猫な上司の部下の日常
古びた旧庁舎の二階奥にその場所はあった。
「蜂須賀」
「…ん?神奈か」
柔らかな蜂蜜色の頭が書類の山からひょっこりと覗く。
細身のメタルフレーム越しの瞳を薄らと細め、その美丈夫は声のする方へ顔を向けた。
扉窓の磨りガラス越しに映る人影を見遣ると席を立ち、引き戸となっている扉を開いた。
「あぁ、助かったよ。両手が塞がってるからどう開けようか考えていたんだ」
「ガラス越しにファイルの山が見えたからな…」
あのまま入室許可を出してたら貴女、足を使って扉を開けてたでしょう
…という言葉が喉まで出かかったが。
蜂須賀 隼斗
七里の同期である熊代の直属の部下で、神奈とは同期の仲であった。
「これ、熊代さんから頼まれたファイル持ってきた」
「それは…お手を煩わせて申し訳ありませんでした」
「このくらい構わないよ。
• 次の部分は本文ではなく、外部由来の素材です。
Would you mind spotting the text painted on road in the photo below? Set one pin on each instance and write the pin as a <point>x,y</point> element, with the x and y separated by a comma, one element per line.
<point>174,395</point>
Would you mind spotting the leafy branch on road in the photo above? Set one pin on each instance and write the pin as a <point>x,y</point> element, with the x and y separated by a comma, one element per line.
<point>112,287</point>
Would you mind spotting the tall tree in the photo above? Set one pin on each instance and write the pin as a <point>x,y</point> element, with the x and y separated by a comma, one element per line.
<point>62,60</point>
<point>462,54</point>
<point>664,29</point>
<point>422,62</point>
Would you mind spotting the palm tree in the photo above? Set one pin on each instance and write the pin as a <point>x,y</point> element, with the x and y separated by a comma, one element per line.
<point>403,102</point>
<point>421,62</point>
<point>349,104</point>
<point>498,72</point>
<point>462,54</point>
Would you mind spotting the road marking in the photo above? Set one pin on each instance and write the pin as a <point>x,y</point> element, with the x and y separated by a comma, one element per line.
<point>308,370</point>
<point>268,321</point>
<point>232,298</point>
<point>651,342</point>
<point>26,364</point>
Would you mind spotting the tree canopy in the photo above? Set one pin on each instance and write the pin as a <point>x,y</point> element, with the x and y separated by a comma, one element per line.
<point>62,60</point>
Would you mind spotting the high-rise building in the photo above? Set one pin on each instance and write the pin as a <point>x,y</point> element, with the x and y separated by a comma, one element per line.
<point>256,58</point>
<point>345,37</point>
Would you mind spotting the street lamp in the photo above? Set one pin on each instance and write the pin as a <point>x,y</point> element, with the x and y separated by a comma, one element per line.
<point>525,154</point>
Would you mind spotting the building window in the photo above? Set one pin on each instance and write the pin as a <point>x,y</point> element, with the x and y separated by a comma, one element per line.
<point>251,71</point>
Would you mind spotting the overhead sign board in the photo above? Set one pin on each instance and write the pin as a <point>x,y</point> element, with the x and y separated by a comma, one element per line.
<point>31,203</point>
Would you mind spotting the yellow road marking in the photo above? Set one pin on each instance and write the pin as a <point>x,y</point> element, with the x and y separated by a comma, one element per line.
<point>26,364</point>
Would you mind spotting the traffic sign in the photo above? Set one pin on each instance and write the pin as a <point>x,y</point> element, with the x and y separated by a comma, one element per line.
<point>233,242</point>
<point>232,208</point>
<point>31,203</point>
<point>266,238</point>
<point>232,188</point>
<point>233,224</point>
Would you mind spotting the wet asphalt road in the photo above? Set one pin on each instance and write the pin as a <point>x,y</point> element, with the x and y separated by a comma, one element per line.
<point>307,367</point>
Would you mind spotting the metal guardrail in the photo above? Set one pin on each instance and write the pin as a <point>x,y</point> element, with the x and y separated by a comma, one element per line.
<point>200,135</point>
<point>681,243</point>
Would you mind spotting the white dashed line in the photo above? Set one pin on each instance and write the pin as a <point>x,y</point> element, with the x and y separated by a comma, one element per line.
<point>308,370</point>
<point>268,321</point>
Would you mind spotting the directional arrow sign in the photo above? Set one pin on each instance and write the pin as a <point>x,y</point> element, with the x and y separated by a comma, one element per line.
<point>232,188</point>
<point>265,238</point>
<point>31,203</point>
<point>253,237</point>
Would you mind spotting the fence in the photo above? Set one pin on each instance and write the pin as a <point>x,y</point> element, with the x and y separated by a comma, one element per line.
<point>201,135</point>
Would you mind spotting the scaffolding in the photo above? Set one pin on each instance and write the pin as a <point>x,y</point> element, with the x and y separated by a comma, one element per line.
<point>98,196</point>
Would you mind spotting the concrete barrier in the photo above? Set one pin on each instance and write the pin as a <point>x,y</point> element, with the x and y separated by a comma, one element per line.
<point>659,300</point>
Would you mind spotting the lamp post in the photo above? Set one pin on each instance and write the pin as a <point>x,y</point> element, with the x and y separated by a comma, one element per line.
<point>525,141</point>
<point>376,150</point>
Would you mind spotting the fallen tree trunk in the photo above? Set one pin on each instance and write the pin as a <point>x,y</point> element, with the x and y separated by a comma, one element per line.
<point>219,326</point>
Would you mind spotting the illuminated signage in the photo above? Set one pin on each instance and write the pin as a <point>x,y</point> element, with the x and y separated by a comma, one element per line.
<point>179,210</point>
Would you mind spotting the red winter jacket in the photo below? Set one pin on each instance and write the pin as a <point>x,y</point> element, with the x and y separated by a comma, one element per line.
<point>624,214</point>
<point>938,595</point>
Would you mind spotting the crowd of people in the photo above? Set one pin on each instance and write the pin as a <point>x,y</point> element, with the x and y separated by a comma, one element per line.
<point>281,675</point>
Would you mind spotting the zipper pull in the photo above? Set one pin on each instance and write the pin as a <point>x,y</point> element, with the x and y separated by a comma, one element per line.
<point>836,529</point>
本当は熊代さんが自分で持っていくって言ってたんだけど、上層部から急に呼び出しかかっちゃったみたいだからさ」
うちの七里先輩も一緒に呼び出されてるから、何か重要な案件かもね。
ファイルを蜂須賀に渡しながら、神奈はそう言った。
ずしりと腕に掛かる重さに内心驚きを隠せない。
「神奈…貴女、これを一人で運んできたんですか?」
「…?そうだけど?」
女性を非力であると決め付けてはいないが、これは大の男が持ってもかなり重たい部類に入ると思う。
それを顔色ひとつ変えず、汗ひとつかかずに持って来るとは…
「まぁ、普段から10kg近い毛玉抱えて仕事してるからね」
「あぁ、七里さんか…」
呪詛により人から猫へと変化した七里は一般的な猫とは大きさが異なり、メインクーンという猫種に近い大きさをしていた。
「ちょっと目を離すと『巡回』とか言って書類処理から逃亡しようとするから、捕獲スキルと筋力が無駄に上がってるのよ…」
「なるほど…」
受け取ったファイルを手近な空きスペースに置くと、蜂須賀は神奈を振り返った。
「いま丁度仕事のキリが良いから休憩しようと思っていたんです、良かったら神奈も一緒にどうですか?」
「いいね!是非!」
普段はあまり変化を見せない神奈の表情が明るいものへと変わる。
「コーヒーと紅茶、どちらにしますか?」
「蜂須賀が淹れてくれるなら、紅茶がいいな」
「了解です」
慣れた手つきで手際良く紅茶を淹れる準備を始めた。
「…蜂須賀のところも忙しいみたいだね」
「えぇ…ここ最近は討伐任務が劇的に増えてきています」
温めたティーポットに茶葉を入れ、熱湯を注ぐ。
コトリ、と砂時計をひっくり返して三分間。
「任務に割ける頭数が足りてないって、七里先輩もボヤいてたな…」
「俺たちみたいな異能者は数自体が少ないですからね」
温めたカップに琥珀色の液体が踊る。
最後の一滴まで注ぎきると、蜂須賀は神奈にカップを手渡した。
いただきます、と一口。
「…やっぱり蜂須賀の淹れた紅茶は美味しいなぁ」
「お口に合ったのなら何より」
へにゃりと頬を緩める神奈の姿に、蜂須賀も自然と笑みがこぼれる。
日々の激務の合間の癒しの時間だ。
「七里さんのほうはどうなんだ?何か元に戻る手段の手掛かりは見つかったのか?」
「いや…そっちは相変わらず進展なしだよ。先輩自身、猫生活を楽しみ始めてしまってるしね」
神奈は眉間にシワを寄せると、はぁ…と溜め息を吐いた。
「そうか…俺たちも仕事合間に調べてはいるんだが…」
「ありがとね、助かるよ」
持つべきは友好的な同僚だなぁとしみじみ思う。
神奈たちが属する『特異対策庁』は主に異能を持つ家系で構成されているため、御家事情が複雑に絡み合って同じ部署内でも不仲で非協力的だったり…などと、何かと人間関係が複雑だったりする。
そんな中でも、この熊蜂(熊代・蜂須賀)バディは七里や神奈に友好的に接してくれるため、とても有り難い存在だ。
「先輩が元に戻ったら、みんなで焼肉行こうね」
もちろん七里先輩の全奢りで
「ははっ…楽しみにしてるよ」
こうして部下たちの休憩は穏やかに過ぎていった。